Hey guys, I'm new to trout fishing but have been reading about it greatly the past few days. I was thinking about trying Paint Creek out because of its producing trout this time of year and its location in Rochester is about 20minutes away. My questions are: Is it worth trying out? Where are some access points? And what should I be using/ not using? Any help would be greatly appreciated as I will be planning a trip down there this week. Thanks!


----------



## Hullyscott (Sep 17, 2009)

I know they changed a lot of the regs this year, so before you go, you might want to double check to make sure it didn't close last friday (Sept. 30th)

Hully


----------



## Hullyscott (Sep 17, 2009)

I think it's closed. Just checked out the DNR maps and it's a "green" colored stream, which if I'm reading it correctly, means it closed last friday.
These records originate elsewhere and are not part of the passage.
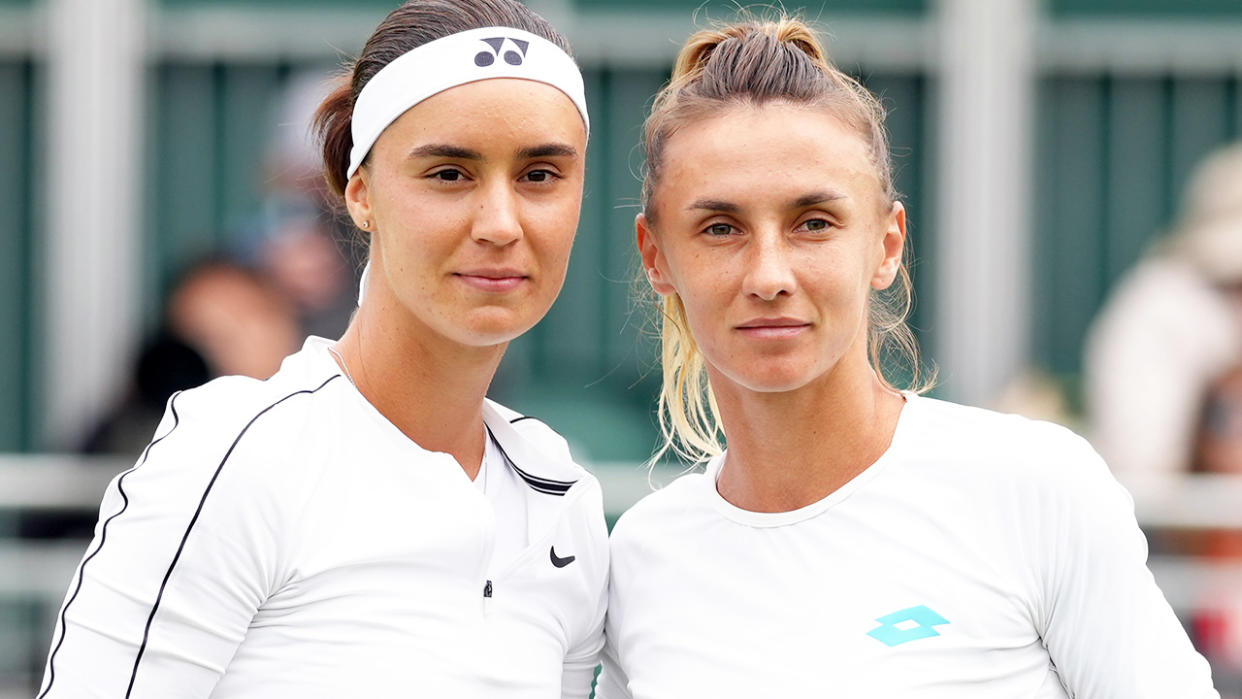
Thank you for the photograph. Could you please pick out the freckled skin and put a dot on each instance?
(439, 217)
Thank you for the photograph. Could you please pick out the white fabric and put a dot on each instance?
(458, 58)
(1010, 530)
(294, 544)
(508, 493)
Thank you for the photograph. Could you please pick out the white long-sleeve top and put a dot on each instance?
(983, 556)
(282, 539)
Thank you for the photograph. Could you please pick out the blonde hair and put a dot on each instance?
(754, 62)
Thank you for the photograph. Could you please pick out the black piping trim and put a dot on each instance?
(103, 539)
(545, 486)
(194, 519)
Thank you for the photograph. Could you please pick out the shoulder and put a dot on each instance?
(234, 421)
(231, 406)
(533, 430)
(1030, 459)
(658, 514)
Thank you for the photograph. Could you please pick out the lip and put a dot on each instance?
(773, 328)
(492, 278)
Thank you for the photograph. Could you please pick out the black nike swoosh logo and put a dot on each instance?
(559, 561)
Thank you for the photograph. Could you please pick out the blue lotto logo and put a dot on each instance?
(907, 625)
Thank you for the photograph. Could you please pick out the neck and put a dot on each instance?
(427, 386)
(791, 448)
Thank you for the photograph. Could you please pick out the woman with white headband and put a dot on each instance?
(365, 523)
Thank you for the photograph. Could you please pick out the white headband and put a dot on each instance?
(458, 58)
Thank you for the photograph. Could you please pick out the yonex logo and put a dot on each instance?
(512, 57)
(558, 560)
(907, 625)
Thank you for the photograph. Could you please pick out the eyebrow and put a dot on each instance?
(817, 198)
(446, 150)
(800, 202)
(548, 150)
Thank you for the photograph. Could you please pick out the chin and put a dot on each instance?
(494, 329)
(775, 378)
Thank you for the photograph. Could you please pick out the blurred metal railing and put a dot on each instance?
(35, 572)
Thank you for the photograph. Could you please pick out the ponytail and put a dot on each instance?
(755, 62)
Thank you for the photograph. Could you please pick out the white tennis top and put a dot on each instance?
(282, 539)
(981, 556)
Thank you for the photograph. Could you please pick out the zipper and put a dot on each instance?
(532, 549)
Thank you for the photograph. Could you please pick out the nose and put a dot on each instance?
(769, 270)
(496, 219)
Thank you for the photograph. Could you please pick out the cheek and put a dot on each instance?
(555, 227)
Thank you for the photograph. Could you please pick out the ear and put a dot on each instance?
(652, 258)
(358, 200)
(893, 245)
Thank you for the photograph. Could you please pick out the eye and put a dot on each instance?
(816, 225)
(448, 175)
(540, 176)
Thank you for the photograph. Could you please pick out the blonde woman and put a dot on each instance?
(853, 539)
(365, 523)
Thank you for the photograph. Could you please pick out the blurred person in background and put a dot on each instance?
(299, 240)
(365, 523)
(220, 319)
(1170, 328)
(852, 539)
(1216, 621)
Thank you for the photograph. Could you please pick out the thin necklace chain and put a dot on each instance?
(344, 366)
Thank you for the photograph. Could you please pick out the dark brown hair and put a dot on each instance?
(406, 27)
(755, 62)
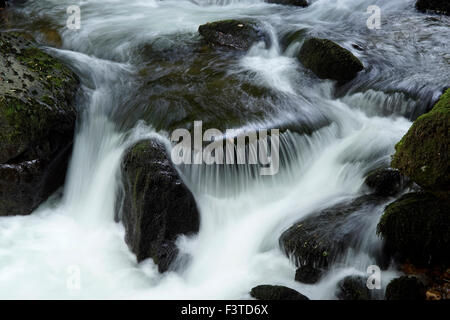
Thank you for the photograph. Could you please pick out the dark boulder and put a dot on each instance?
(157, 206)
(440, 6)
(299, 3)
(240, 35)
(308, 274)
(268, 292)
(353, 288)
(328, 60)
(323, 236)
(423, 153)
(405, 288)
(385, 182)
(416, 227)
(37, 120)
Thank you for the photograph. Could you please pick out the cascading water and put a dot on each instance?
(242, 213)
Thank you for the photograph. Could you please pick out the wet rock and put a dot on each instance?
(439, 6)
(268, 292)
(299, 3)
(423, 153)
(405, 288)
(37, 120)
(353, 288)
(323, 236)
(385, 182)
(308, 274)
(157, 206)
(417, 227)
(328, 60)
(240, 35)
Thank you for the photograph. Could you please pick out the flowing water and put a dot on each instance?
(144, 72)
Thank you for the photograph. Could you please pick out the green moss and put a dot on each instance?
(423, 153)
(417, 227)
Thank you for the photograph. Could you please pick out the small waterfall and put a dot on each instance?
(344, 135)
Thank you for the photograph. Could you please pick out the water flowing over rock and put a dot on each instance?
(439, 6)
(353, 288)
(328, 60)
(157, 205)
(267, 292)
(323, 236)
(299, 3)
(405, 288)
(37, 120)
(235, 34)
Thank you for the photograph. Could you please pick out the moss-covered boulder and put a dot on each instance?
(324, 236)
(416, 227)
(328, 60)
(405, 288)
(157, 206)
(37, 120)
(439, 6)
(235, 34)
(298, 3)
(385, 182)
(423, 153)
(353, 288)
(268, 292)
(308, 274)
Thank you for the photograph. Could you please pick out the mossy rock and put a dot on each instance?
(416, 227)
(37, 120)
(268, 292)
(405, 288)
(235, 34)
(423, 153)
(439, 6)
(157, 207)
(328, 60)
(323, 237)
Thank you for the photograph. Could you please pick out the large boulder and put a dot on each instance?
(416, 227)
(440, 6)
(157, 206)
(308, 274)
(423, 153)
(268, 292)
(328, 60)
(353, 288)
(299, 3)
(323, 236)
(385, 182)
(235, 34)
(37, 120)
(405, 288)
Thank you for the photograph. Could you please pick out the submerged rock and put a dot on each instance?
(328, 60)
(353, 288)
(417, 227)
(268, 292)
(423, 153)
(405, 288)
(37, 120)
(323, 236)
(299, 3)
(385, 182)
(240, 35)
(157, 206)
(308, 274)
(440, 6)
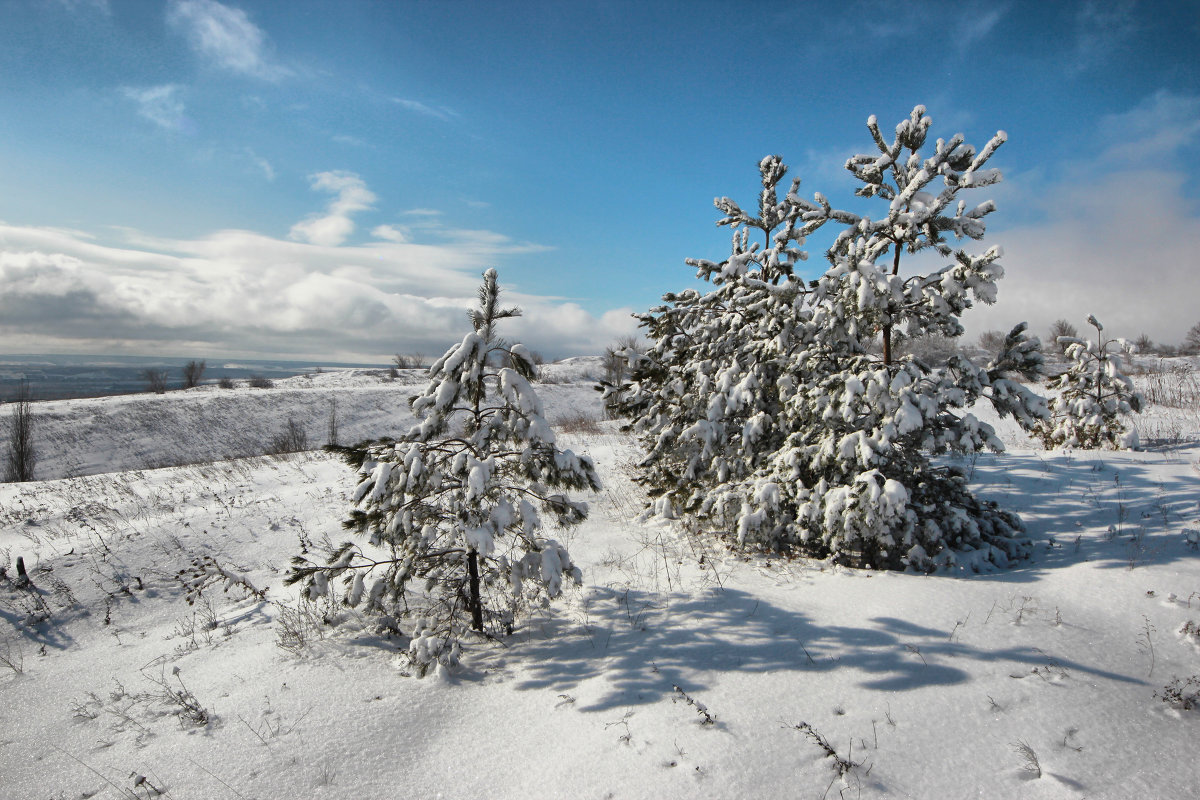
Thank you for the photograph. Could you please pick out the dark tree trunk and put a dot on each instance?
(474, 601)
I live in Ferndale so I was kind of interested myself.

Hully

http://www.michigan.gov/documents/dnr/stream-regs_272062_7.pdf


----------



## BIG "D" (Sep 14, 2005)

CLOSED. Last friday at midnight.


----------



## hockeymania2 (Apr 10, 2011)

Hullyscott said:


> I know they changed a lot of the regs this year, so before you go, you might want to double check to make sure it didn't close last friday (Sept. 30th)
> 
> Hully


Oh wow you're right, good thing you informed me haha but I was also thinking about trying the Clinton River (Yates access) any tips? (I've fished it before for suckers with some luck but never trout or salmon.) Or any other places to fish? Thanks.


----------



## Afterthaut (Sep 7, 2011)

I was told by good authority that there are a decent amount of Brown Trout available from Auburn Hills to Rochester in the Clinton River main stream. The water in that stretch looks great, but I haven't had much luck myself. If you are going to wade, be careful as there are alot of big slippery rocks, strong current, and deep holes through most of that stretch. 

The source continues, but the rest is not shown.